Tony Finau Top-20 Finish (+140)
Finau’s game just fits major championships. He’s finished inside the top-20 in nine of his 16 career starts, including two of four at the U.S. Open.
The added emphasis on ball-striking at Winged Foot will only help Tony hang around near the top of the leaderboard and his form has been good. Finau has finished inside the top-20 in five of his last seven starts, including a fourth at the PGA Championship last month.
Brendon Todd Top-20 Finish (+300)
We could debate on what skillset or stat is most important at a major, but it’s undeniable the guys need to have a modicum of accuracy off-the-tee, an ability to scramble and have a solid week putting to do well here. Todd ranks 12th in scrambling, seventh in putting and first in fairways gained since the restart.
Todd shouldn’t fit the description of someone who should do well here but he’s finished no worse than 22nd at the three hardest courses since the restart (Memorial, PGA Championship, BMW Championship) with a top 10 at Olympia Fields.
Adam Scott Top-10 Finish (+400)
At the BMW Championship, Adam Scott found himself in the mix on Sunday without necessarily playing all that well. This is a positive sign for his prospects at a very difficult U.S. Open.
I prefer Scott when he doesn’t have to make a bunch of birdies to keep pace at the top of the leaderboard. His ability to play steady golf and hit fairways and greens while avoiding big numbers should suit him well at Winged Foot.
Scott also has some great history at Northeast courses including a 5th at the 2019 Northern Trust (Liberty National), 8th at the 2019 PGA Championship (Bethpage Black), 5th at the 2018 Northern Trust (Ridgewood CC), 4th at the 2016 Northern Trust (Bethpage Black), and a win at Liberty National (Barclays) in 2013.
His high floor makes him a strong top-10 play this week (I would strongly consider a bet to win also).
Louis Oosthuizen (-106) over Gary Woodland
Woodland is the defending champ, so he’s getting a little love over Louis, but I’ll go with the South African.
Oosthuizen finished ahead of Woodland in seven of the eight U.S. Opens in which they both played. The outlier being Gary’s win, of course.
Oosthuizen is also in better form, finishing ahead of Woodland in their last four shared starts.
I’ll take a shot on Oosthuizen to edge out the defending champ.
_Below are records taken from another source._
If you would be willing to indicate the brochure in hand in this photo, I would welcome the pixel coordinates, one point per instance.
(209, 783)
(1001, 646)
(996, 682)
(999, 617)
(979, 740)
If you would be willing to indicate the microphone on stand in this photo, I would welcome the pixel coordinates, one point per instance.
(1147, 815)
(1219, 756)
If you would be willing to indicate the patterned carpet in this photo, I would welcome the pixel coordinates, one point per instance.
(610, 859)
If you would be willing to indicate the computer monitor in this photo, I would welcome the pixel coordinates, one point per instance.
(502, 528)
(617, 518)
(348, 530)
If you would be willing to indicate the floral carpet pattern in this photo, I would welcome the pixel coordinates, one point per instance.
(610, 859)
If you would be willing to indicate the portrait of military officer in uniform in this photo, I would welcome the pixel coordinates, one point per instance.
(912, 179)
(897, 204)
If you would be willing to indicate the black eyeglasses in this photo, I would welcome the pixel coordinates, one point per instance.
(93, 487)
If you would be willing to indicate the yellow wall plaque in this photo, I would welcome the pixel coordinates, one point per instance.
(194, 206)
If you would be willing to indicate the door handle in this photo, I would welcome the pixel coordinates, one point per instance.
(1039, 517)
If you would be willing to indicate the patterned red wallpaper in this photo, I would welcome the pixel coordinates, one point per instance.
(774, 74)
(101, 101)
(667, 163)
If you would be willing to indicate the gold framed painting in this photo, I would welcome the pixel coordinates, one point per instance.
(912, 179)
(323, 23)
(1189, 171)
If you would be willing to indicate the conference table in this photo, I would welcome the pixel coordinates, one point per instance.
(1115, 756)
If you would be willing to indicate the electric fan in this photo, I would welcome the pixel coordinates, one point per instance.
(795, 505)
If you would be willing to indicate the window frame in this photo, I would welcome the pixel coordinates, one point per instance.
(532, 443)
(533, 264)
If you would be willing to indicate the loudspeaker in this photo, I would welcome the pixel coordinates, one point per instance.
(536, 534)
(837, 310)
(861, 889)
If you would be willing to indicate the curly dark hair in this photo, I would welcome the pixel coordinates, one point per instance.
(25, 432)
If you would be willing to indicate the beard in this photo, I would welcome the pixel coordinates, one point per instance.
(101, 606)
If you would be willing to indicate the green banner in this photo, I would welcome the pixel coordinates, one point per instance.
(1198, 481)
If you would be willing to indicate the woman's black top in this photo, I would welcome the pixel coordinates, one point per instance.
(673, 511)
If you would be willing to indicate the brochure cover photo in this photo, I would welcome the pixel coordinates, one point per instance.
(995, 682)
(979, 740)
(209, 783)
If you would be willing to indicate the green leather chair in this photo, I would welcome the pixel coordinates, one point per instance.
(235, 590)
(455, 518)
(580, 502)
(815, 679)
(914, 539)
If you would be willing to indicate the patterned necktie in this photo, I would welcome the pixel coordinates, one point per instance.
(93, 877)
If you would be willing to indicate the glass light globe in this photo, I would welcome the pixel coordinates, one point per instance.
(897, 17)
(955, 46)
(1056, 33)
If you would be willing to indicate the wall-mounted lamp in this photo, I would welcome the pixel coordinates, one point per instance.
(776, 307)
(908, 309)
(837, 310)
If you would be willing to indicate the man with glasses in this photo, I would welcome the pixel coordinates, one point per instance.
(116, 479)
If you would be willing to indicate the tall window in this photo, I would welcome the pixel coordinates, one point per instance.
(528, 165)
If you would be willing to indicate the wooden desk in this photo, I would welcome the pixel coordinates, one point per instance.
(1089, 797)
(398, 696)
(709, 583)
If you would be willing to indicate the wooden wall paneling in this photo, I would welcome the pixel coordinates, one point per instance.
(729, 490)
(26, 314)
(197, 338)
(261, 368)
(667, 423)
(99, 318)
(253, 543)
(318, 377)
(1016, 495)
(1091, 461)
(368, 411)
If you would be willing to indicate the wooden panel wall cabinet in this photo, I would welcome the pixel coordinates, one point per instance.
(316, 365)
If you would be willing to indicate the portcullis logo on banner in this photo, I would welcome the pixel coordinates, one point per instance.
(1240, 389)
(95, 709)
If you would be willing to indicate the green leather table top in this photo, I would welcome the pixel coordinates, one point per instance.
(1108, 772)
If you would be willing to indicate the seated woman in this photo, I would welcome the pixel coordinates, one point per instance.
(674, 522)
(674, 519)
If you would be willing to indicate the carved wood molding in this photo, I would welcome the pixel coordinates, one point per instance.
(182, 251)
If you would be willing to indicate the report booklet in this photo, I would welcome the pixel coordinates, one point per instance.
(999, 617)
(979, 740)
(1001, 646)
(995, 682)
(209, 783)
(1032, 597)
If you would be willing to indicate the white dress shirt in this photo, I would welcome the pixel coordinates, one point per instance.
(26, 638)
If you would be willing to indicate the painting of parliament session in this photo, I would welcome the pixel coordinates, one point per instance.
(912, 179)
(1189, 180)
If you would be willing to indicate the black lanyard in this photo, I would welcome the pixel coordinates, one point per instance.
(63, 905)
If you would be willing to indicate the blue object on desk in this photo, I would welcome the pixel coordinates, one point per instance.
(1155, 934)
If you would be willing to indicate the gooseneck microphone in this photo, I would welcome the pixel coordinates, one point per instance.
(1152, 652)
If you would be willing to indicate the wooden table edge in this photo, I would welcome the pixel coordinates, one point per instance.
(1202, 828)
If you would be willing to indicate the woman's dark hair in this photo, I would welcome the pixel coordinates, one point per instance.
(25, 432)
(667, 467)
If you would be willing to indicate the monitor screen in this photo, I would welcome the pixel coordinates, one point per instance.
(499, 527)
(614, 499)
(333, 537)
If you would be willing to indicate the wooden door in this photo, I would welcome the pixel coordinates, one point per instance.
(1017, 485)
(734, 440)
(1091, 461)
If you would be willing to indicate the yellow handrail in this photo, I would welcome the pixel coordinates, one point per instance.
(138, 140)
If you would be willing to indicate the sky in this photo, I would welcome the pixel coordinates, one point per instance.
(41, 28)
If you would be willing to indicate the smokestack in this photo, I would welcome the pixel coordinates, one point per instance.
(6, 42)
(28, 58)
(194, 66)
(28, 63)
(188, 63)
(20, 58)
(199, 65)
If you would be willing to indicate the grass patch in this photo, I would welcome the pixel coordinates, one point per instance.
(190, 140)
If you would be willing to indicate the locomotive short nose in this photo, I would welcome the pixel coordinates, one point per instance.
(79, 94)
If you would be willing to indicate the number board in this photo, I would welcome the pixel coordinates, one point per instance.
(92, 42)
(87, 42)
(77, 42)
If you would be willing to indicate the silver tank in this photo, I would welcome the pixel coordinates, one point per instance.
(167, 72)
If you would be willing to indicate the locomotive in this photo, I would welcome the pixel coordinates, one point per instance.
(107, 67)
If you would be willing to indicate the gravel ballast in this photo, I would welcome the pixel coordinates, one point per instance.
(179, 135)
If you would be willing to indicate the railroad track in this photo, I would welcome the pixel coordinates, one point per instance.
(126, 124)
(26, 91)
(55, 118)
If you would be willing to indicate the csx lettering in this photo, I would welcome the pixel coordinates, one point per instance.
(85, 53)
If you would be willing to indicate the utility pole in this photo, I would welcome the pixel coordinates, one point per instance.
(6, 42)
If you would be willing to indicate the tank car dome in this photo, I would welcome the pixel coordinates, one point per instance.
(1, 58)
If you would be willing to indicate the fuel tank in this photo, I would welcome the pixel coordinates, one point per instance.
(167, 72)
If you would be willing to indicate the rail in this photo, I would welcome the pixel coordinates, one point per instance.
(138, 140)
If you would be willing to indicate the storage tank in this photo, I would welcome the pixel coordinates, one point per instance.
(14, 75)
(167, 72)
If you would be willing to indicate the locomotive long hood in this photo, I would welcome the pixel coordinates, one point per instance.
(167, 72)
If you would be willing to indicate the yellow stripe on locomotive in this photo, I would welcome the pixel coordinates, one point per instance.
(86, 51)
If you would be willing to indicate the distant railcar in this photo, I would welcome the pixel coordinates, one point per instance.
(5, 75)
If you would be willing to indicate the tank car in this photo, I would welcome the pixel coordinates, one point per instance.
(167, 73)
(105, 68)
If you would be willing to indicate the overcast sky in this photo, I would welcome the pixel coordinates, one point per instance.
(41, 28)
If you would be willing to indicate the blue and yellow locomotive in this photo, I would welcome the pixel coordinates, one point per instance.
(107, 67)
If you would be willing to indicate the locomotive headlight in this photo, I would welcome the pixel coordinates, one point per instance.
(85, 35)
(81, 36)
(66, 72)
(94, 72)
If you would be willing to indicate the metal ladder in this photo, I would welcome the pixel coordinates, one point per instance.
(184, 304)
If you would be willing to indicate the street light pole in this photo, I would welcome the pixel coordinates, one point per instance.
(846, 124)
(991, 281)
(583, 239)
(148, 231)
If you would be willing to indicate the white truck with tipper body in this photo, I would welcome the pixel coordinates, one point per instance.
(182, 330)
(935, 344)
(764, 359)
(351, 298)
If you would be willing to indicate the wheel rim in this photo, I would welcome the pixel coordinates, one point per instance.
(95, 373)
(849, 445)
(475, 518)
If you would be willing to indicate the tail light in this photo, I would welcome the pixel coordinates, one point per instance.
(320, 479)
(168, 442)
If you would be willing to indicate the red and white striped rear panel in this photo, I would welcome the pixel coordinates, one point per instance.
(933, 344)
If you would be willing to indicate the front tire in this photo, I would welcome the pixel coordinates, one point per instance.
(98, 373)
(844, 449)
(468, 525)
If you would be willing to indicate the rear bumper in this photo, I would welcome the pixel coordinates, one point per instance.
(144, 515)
Matthew Wolff (-137) over Sebastian Munoz
Munoz has been one of the hottest golfers on TOUR, finishing with back-to-back top-8s (one being at difficult Olympia Fields), but Wolff has the off-the-tee game to perform well at Winged Foot ranking fourth in driving distance and 36th in fairways gained since the restart.
Munoz hasn’t done well in majors missing the cut in all three of his starts, while Wolff recently flirted with the lead on Sunday at TPC Harding Park.
Group B Winner: Patrick Reed +400 (Morikawa, Berger, Dechambeau, Simpson, Reed)
I love Patrick Reed this week. He has outstanding course history in the Northeast including a win at last year’s Northern Trust (Liberty National).
Whoever wins at Winged Foot will need to make some very difficult par saves. Reed is a wizard around the green and is great from 60-100 yards (a scenario I expect to see often this week when players inevitably miss the fairway).
His skill set combined with his strong mental game and ability to grind with tough scoring conditions makes him a strong bet to be the top player in this group.